The sights. The sounds. Great food and un-wanted presents!
It happens, you get given a gift that falls a little short of the new Aston Martin you wanted. In fact it could fall short of anything that might be thought of as tasteful. What do you do? Take it back of course. But it is very important to KNOW your rights rather than state that you know your rights.
Firstly, find out what the returns policy of the seller is. Most online or mail order companies are obliged to give a 28 day returns policy without question. This is for un-used items Some items may be exempt such as goods with a short shelf life, earrings, body jewellery, cosmetics and a whole heap of other stuff. The general rule I apply is, if you had received this returned item as a gift, would you want to use it (underwear for example)?
A retail shop doesn't have the same compulsory return time. The original idea being that you have had time to try the item on, feel the quality, check it over and consider the purchase, things you can't do without seeing it physically. Most returns to retailers are at their discretion with the exceptions of faulty items, goods un fit for the purpose sold (chocolate teapot?) or anything previously agreed.
Returns rather than refunds are more widely accepted, as the retailer retains your business. Refunds hurt the finances and also, my personal opinion, I think its a little un-ethical to refund to someone who didn't purchase it.
Now, don't think you can damage something and claim a refund because its faulty. Retailers know there products. They know when they've been tampered with and can refuse both exchange or refund on this basis. You could take them to court if you wanted, but its not a nice way to be found out as a liar! I have dealt with many people doing this over the years and it only hurts them. They take away their opportunity to do what many people do with an un-wanted gift, and sell it on ebay.
Rule one when buying. Mkae sure you understand the returns policy and don't buy if you don't like it.

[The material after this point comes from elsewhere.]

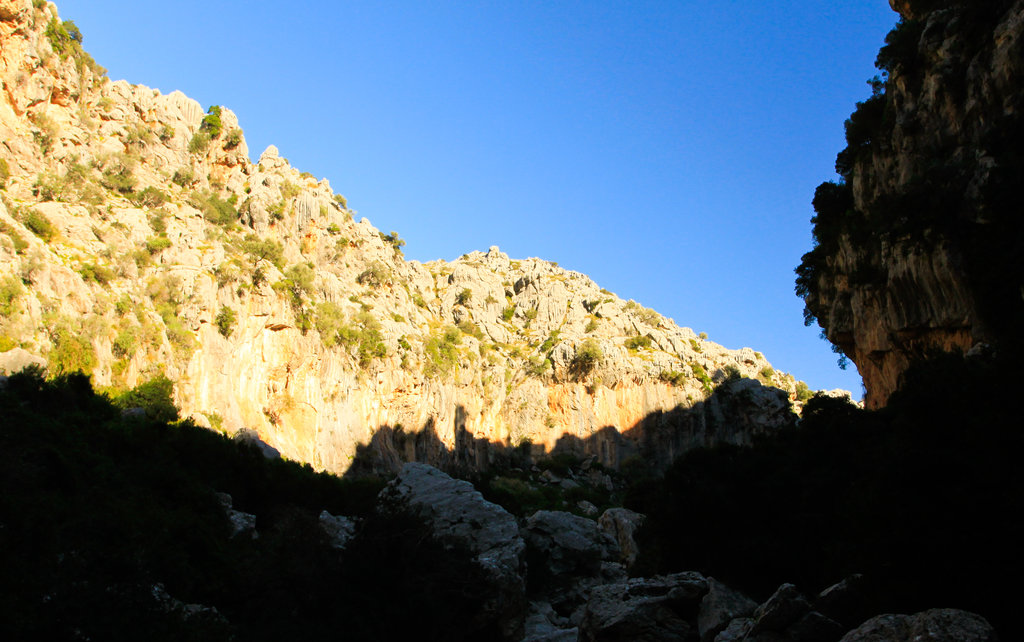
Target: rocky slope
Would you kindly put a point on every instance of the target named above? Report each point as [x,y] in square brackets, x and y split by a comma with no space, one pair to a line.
[138,240]
[918,248]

Rule one when returning. Understand the returns policy and be prepared for surprizes. (many people buy in sales or faulty goods). I've had more than one person try and return something purchased 9 months previous that was half price in a sale. I've even returned items to find they were on offer when purchased e.g. a £20 book that was sold as a promotion for £4, and a train set that retailed for £40 sold as damaged for £8. Small fry I know, but you get the point.